Montag left Goldman last December and comes in to Merrill on a dream package worth nearly $90 million (whoever said the credit crunch would puncture banking compensation?). Monty (whom a source describes as gloriously unconventional, arriving for dinner in Tokyo on a Vespa and wearing a pink T-shirt), might be good but is he that good? And my guess is he will hire more Goldman people, which in turn will alienate existing Merrill employees. “It’s tough to impose a Goldman-type culture on a brokerage organization,” a source mused. “It would probably mean changing the commission structure, which could be disastrous.”
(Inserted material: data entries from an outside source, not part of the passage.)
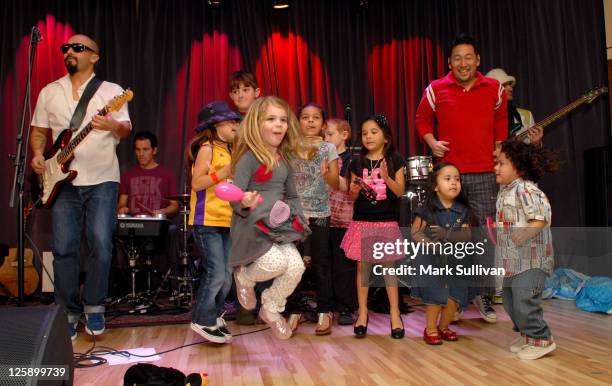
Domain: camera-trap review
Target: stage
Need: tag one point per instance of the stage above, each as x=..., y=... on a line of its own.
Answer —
x=480, y=357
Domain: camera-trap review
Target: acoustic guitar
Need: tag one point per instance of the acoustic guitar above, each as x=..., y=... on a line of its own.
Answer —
x=8, y=274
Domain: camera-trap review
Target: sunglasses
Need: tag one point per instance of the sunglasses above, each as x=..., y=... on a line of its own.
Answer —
x=76, y=47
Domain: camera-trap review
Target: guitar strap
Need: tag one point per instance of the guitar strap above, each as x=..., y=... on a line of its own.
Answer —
x=79, y=112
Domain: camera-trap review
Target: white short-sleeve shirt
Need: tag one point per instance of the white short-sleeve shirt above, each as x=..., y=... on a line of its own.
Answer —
x=95, y=158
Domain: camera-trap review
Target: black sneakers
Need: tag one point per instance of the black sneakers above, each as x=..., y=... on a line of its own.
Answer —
x=216, y=334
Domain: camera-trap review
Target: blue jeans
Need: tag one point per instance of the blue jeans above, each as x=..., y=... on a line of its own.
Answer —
x=523, y=303
x=214, y=244
x=95, y=207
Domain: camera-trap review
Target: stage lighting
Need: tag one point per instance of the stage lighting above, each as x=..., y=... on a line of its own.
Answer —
x=279, y=4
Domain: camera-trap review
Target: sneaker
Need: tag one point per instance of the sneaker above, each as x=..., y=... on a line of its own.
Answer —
x=95, y=323
x=498, y=298
x=324, y=323
x=535, y=352
x=212, y=334
x=458, y=315
x=72, y=330
x=486, y=309
x=223, y=328
x=518, y=344
x=345, y=319
x=229, y=310
x=244, y=317
x=278, y=324
x=245, y=294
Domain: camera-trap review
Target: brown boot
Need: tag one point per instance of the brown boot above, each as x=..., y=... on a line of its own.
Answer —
x=324, y=324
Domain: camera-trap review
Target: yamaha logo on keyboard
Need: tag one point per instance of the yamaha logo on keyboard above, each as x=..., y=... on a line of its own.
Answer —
x=131, y=225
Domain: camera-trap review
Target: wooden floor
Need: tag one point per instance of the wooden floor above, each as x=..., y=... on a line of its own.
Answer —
x=480, y=357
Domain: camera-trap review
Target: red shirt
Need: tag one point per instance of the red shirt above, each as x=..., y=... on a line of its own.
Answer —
x=470, y=120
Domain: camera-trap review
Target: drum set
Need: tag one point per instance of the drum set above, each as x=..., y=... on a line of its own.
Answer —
x=417, y=172
x=141, y=236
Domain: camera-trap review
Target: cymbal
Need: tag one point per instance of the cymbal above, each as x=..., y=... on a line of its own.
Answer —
x=179, y=197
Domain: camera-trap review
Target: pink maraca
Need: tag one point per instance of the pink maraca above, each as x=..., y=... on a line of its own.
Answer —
x=231, y=192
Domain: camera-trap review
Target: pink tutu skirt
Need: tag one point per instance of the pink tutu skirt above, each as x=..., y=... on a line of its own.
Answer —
x=362, y=241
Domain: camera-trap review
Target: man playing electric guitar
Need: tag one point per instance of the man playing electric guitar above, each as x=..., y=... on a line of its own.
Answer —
x=91, y=197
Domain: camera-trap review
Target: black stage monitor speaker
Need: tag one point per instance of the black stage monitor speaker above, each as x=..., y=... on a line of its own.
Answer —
x=35, y=340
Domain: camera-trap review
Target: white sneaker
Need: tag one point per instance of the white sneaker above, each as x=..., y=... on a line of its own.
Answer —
x=518, y=344
x=222, y=326
x=458, y=315
x=486, y=309
x=535, y=352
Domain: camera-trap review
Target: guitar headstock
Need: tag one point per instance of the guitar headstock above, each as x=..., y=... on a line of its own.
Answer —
x=119, y=100
x=594, y=93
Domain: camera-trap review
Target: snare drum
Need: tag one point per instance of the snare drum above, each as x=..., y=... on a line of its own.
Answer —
x=419, y=168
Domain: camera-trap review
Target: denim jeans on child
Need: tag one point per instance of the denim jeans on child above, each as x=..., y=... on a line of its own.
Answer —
x=95, y=206
x=523, y=303
x=214, y=244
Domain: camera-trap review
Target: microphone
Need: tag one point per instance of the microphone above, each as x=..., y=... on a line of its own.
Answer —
x=347, y=112
x=36, y=36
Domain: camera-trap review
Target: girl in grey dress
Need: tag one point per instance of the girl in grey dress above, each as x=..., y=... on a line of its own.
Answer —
x=263, y=231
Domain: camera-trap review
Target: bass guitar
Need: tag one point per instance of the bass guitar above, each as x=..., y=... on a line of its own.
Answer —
x=57, y=171
x=588, y=97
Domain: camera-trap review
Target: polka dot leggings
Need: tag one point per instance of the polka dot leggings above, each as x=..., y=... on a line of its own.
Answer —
x=282, y=263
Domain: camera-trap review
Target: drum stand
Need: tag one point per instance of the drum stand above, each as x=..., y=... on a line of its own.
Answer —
x=414, y=197
x=183, y=295
x=133, y=255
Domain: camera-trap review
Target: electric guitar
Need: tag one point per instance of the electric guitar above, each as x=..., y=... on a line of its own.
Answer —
x=57, y=171
x=589, y=97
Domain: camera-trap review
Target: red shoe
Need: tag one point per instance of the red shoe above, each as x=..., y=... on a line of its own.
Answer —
x=433, y=339
x=448, y=335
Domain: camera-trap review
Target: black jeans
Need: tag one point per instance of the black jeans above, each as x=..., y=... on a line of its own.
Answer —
x=316, y=246
x=344, y=273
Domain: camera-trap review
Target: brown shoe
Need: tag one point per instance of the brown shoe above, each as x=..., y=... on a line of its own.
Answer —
x=295, y=320
x=246, y=295
x=244, y=317
x=324, y=324
x=278, y=324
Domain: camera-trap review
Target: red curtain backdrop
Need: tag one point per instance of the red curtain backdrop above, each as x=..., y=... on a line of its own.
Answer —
x=287, y=67
x=178, y=55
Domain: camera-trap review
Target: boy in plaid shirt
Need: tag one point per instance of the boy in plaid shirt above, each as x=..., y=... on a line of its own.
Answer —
x=524, y=243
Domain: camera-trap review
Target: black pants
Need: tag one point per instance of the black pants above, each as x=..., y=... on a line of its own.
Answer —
x=344, y=272
x=334, y=273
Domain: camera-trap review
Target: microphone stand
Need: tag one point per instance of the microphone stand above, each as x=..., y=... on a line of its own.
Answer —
x=347, y=117
x=19, y=160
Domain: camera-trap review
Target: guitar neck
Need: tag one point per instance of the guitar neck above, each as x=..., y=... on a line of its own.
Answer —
x=67, y=151
x=522, y=134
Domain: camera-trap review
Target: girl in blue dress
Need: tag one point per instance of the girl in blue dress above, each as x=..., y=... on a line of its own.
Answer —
x=444, y=218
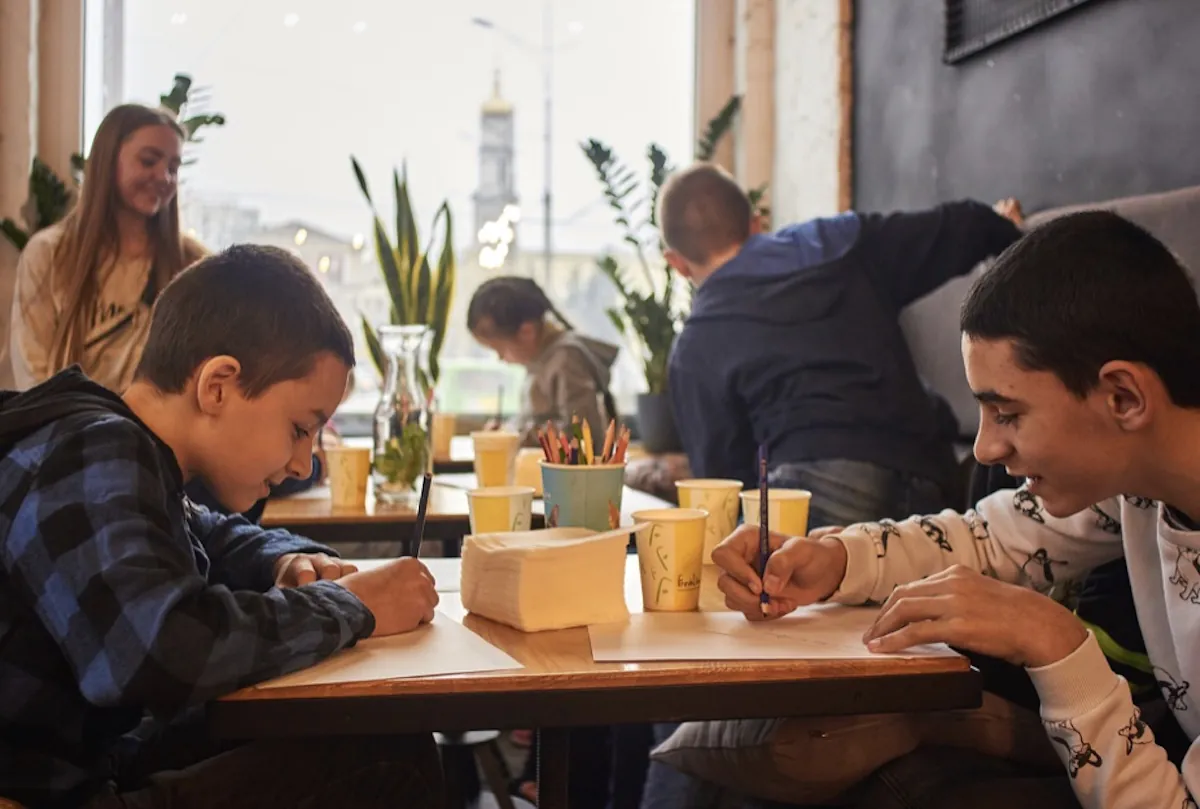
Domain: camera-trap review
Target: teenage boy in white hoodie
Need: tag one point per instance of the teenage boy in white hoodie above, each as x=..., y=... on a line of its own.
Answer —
x=1083, y=347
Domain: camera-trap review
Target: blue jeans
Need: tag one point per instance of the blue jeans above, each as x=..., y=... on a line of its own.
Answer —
x=845, y=492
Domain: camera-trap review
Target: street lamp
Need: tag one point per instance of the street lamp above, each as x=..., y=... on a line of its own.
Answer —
x=547, y=71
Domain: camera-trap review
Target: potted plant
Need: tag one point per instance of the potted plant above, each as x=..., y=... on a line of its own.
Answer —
x=653, y=304
x=407, y=348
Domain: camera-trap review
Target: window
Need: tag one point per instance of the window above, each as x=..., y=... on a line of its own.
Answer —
x=304, y=84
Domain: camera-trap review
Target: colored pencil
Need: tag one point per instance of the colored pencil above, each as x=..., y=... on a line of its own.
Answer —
x=763, y=528
x=609, y=435
x=588, y=449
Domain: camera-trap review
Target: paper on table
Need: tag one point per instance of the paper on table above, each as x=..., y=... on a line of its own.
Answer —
x=826, y=631
x=443, y=647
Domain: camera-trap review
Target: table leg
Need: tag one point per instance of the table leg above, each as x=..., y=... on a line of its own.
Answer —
x=553, y=757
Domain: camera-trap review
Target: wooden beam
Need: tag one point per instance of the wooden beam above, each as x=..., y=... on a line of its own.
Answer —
x=715, y=36
x=846, y=101
x=59, y=83
x=755, y=127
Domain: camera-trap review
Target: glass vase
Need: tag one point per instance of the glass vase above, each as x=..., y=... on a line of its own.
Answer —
x=403, y=419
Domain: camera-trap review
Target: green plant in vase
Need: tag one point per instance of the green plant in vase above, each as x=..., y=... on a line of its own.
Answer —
x=403, y=418
x=652, y=304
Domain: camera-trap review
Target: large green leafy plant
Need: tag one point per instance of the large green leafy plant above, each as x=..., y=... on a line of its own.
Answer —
x=651, y=306
x=51, y=198
x=420, y=288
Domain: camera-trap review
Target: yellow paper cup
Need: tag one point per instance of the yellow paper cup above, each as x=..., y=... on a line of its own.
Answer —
x=720, y=499
x=529, y=468
x=349, y=469
x=443, y=433
x=669, y=555
x=496, y=454
x=499, y=509
x=787, y=509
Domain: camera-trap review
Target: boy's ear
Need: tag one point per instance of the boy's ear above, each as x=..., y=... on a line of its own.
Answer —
x=216, y=382
x=1129, y=393
x=678, y=263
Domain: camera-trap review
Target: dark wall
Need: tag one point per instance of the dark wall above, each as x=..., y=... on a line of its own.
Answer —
x=1102, y=102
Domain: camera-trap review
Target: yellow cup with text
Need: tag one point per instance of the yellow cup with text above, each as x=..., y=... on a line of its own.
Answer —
x=501, y=509
x=496, y=454
x=787, y=510
x=720, y=499
x=529, y=468
x=670, y=550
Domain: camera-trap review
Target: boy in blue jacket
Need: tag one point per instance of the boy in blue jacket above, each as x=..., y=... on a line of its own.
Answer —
x=793, y=341
x=123, y=605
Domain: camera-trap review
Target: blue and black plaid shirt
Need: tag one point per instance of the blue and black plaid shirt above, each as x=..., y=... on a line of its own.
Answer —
x=119, y=598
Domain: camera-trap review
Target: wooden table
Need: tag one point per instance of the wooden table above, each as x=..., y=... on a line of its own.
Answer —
x=561, y=687
x=312, y=514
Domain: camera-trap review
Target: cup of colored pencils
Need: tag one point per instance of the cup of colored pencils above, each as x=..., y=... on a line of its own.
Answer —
x=582, y=478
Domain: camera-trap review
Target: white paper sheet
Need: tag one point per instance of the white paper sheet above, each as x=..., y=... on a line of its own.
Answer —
x=826, y=631
x=442, y=647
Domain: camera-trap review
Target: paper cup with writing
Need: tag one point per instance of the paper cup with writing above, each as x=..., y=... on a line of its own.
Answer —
x=496, y=454
x=349, y=469
x=787, y=509
x=720, y=499
x=669, y=555
x=499, y=509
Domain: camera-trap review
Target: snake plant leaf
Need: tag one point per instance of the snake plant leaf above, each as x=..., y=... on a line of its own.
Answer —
x=373, y=346
x=407, y=239
x=363, y=181
x=443, y=289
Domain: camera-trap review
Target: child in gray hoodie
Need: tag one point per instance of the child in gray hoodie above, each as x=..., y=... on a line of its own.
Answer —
x=568, y=375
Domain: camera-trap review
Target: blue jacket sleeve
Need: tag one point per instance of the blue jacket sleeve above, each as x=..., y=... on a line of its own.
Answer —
x=117, y=583
x=712, y=423
x=911, y=255
x=243, y=553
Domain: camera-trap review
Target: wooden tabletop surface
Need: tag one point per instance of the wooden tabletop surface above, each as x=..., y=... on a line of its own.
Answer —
x=448, y=503
x=562, y=660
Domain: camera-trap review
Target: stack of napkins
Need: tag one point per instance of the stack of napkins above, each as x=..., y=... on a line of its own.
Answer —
x=553, y=579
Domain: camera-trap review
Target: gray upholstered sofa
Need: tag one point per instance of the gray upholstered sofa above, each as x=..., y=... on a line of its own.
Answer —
x=931, y=323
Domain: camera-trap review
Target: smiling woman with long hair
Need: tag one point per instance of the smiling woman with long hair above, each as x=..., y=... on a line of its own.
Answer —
x=87, y=285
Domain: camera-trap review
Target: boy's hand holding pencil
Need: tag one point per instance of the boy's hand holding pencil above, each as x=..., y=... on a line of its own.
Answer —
x=801, y=570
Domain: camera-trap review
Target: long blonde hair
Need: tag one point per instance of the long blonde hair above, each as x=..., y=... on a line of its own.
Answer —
x=90, y=235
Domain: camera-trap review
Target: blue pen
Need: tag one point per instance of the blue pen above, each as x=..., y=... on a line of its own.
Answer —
x=763, y=528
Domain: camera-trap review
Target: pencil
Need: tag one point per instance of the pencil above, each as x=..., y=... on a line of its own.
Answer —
x=618, y=453
x=763, y=528
x=610, y=433
x=588, y=449
x=421, y=510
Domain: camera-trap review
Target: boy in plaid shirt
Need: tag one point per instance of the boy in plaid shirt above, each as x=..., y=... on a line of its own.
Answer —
x=124, y=606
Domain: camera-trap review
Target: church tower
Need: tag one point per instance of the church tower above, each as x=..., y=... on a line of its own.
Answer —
x=497, y=180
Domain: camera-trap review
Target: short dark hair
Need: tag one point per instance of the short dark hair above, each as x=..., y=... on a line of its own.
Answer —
x=702, y=210
x=1085, y=289
x=509, y=301
x=257, y=304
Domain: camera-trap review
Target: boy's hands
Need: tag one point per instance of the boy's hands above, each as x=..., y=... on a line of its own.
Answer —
x=971, y=611
x=801, y=570
x=400, y=594
x=295, y=569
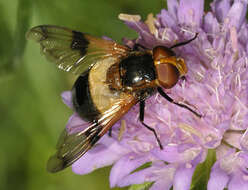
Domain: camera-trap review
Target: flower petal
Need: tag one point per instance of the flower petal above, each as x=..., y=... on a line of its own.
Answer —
x=67, y=98
x=218, y=178
x=124, y=166
x=190, y=12
x=221, y=8
x=105, y=153
x=236, y=15
x=172, y=7
x=239, y=181
x=182, y=178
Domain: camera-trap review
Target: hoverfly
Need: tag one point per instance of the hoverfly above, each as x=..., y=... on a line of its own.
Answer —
x=112, y=78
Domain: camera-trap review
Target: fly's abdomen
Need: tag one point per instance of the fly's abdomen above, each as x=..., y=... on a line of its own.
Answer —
x=82, y=100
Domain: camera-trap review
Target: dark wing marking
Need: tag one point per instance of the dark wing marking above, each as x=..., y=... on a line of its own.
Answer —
x=71, y=50
x=75, y=143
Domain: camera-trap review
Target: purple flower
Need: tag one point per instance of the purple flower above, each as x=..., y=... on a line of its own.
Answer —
x=216, y=85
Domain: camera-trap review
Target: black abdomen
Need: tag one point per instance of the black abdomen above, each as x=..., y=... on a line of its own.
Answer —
x=82, y=100
x=136, y=70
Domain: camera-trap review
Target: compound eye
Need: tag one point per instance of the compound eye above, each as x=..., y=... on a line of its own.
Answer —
x=167, y=74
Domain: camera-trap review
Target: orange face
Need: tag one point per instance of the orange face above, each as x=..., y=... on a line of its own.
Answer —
x=169, y=68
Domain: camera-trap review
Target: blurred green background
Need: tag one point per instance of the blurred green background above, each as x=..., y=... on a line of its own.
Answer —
x=32, y=114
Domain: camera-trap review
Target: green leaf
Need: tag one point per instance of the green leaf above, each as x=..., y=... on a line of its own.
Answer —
x=12, y=50
x=144, y=186
x=202, y=172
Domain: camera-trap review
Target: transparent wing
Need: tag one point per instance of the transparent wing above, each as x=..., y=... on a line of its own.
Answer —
x=71, y=50
x=75, y=143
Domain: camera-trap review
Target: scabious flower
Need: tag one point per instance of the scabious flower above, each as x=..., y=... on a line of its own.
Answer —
x=216, y=85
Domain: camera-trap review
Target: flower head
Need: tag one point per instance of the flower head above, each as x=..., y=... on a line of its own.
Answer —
x=216, y=85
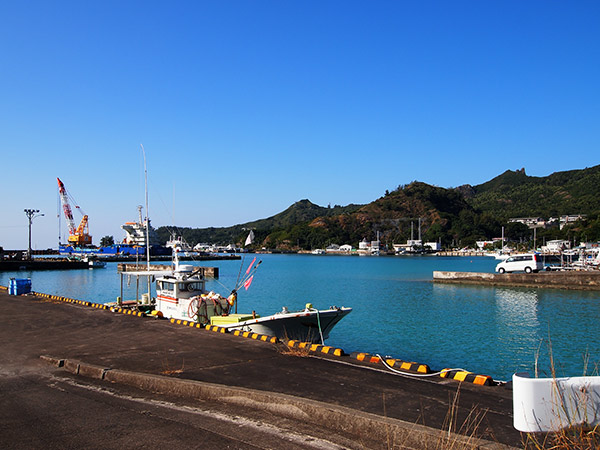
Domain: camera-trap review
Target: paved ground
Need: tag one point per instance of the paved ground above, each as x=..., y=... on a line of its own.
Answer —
x=45, y=407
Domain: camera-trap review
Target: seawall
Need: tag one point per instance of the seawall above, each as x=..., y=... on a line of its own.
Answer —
x=545, y=280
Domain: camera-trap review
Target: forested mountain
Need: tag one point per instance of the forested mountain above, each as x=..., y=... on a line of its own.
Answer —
x=515, y=194
x=456, y=216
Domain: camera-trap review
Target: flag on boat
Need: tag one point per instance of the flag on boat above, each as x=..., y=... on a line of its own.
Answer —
x=250, y=266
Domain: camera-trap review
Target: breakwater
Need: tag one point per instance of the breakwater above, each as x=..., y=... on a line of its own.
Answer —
x=11, y=265
x=552, y=280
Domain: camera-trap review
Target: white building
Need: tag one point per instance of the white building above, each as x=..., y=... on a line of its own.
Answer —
x=435, y=246
x=556, y=246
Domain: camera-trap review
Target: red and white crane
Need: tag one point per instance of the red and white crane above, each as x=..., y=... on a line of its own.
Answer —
x=79, y=235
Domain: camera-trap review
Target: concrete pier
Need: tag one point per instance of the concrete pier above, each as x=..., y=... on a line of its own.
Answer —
x=206, y=272
x=325, y=396
x=544, y=280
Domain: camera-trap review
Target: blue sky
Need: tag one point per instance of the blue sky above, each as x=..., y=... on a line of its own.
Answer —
x=245, y=107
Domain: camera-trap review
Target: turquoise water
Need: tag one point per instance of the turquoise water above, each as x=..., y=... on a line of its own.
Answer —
x=398, y=311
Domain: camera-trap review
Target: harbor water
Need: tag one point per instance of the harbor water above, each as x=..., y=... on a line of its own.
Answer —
x=397, y=309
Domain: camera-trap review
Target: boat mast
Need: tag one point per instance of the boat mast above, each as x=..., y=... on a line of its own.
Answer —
x=147, y=215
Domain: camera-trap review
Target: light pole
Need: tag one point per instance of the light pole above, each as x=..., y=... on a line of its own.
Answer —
x=31, y=214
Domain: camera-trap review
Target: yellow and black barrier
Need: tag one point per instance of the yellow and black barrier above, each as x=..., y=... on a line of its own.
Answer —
x=470, y=377
x=186, y=323
x=316, y=348
x=258, y=337
x=392, y=362
x=70, y=300
x=216, y=329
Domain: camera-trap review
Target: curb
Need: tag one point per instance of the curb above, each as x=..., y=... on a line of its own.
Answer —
x=316, y=348
x=371, y=428
x=187, y=323
x=258, y=337
x=127, y=312
x=216, y=329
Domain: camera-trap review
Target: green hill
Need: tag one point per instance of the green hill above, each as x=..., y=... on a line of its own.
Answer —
x=514, y=194
x=456, y=216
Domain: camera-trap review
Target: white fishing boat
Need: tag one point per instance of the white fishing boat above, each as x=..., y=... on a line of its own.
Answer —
x=181, y=294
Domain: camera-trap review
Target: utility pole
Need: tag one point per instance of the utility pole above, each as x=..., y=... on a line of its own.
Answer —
x=31, y=214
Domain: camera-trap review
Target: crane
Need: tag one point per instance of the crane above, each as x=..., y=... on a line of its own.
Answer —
x=79, y=235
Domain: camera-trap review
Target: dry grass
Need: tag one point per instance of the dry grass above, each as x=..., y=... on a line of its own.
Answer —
x=465, y=436
x=571, y=438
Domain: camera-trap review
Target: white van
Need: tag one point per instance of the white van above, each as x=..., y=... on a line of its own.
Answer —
x=531, y=262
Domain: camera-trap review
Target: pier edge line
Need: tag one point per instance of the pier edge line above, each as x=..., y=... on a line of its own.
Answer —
x=470, y=377
x=317, y=348
x=393, y=362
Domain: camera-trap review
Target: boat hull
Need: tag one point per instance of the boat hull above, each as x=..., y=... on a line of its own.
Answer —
x=302, y=325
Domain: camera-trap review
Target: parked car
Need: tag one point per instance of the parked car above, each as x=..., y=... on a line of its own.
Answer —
x=531, y=262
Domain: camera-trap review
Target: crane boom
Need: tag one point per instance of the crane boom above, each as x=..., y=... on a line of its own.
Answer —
x=79, y=235
x=66, y=206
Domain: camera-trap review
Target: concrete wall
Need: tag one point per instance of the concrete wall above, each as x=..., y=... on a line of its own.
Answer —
x=558, y=280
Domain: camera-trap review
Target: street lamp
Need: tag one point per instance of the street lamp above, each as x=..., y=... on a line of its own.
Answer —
x=31, y=214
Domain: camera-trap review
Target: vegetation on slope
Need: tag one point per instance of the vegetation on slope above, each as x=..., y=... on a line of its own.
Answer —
x=454, y=217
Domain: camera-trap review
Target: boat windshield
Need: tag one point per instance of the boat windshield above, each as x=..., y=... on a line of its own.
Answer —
x=193, y=286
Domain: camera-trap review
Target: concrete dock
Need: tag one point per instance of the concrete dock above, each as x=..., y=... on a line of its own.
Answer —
x=336, y=400
x=582, y=280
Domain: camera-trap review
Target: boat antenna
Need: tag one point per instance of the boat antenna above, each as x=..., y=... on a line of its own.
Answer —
x=147, y=215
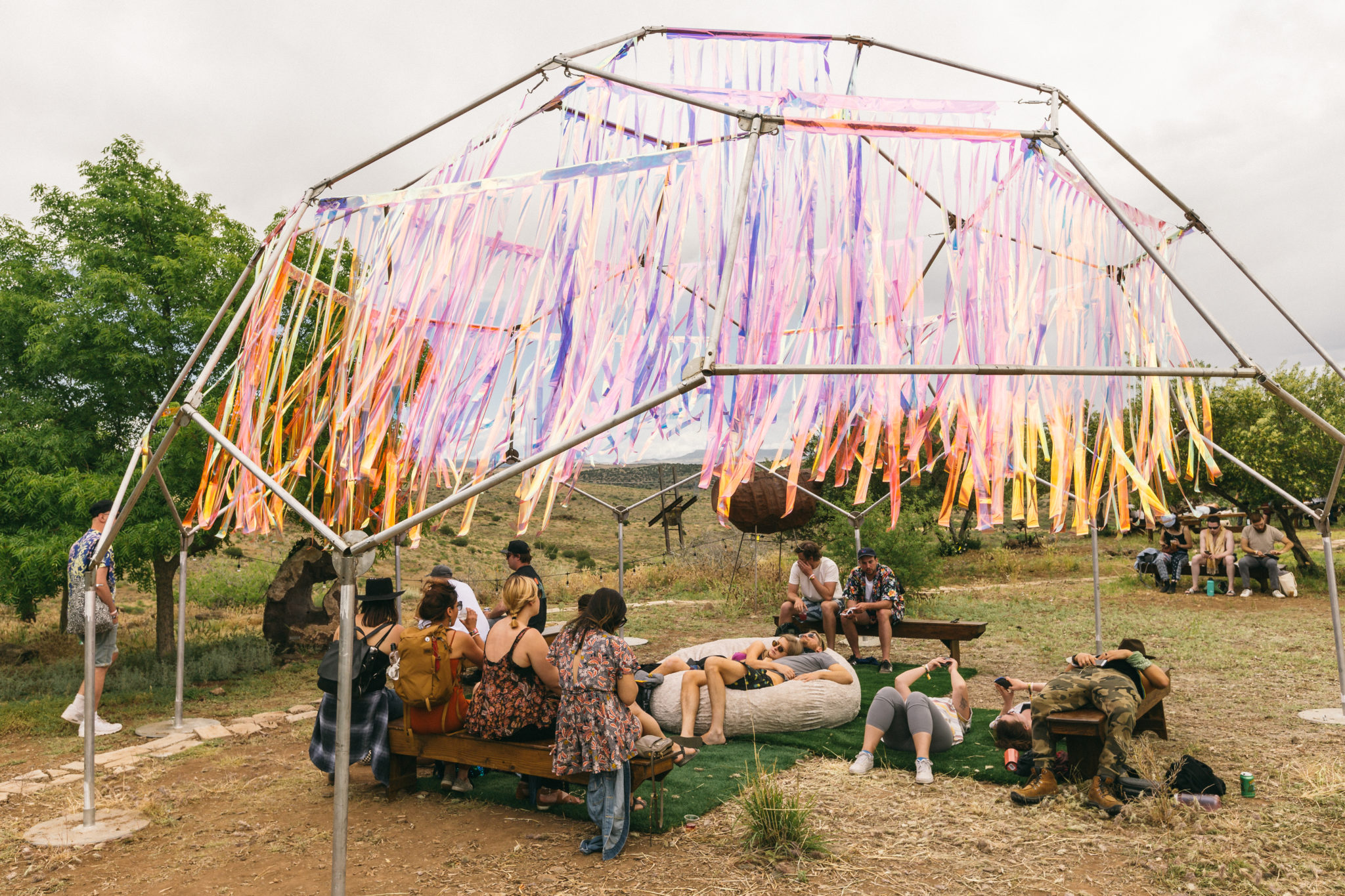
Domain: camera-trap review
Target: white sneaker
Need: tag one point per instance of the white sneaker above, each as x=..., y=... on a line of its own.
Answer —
x=74, y=712
x=101, y=727
x=862, y=763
Thain probably has one more card up his sleeve: he might be able to sell some of Merrill’s private equity portfolio, which is rumoured to be robust. But ultimately can an independent investment bank survive in this new era of less leverage, greater regulation, high volatility and mediocre returns on equity? My gut feeling is that when Thain ascended the Merrill throne, he hoped to drastically write down assets, blame the previous management, stabilize the ship, perhaps achieve some write-ups and then sell the firm, leaving him free to ride off on a white charger to join president John McCain as US Treasury secretary. Things are not going to plan however. Not least since Barack Obama will probably win the election. I don’t rule out the possibility that Bank of America might buy Merrill but the honeymoon is over for Thain. Nine months in to the job, he has to stand up and take the blame or credit for what is happening at Merrill.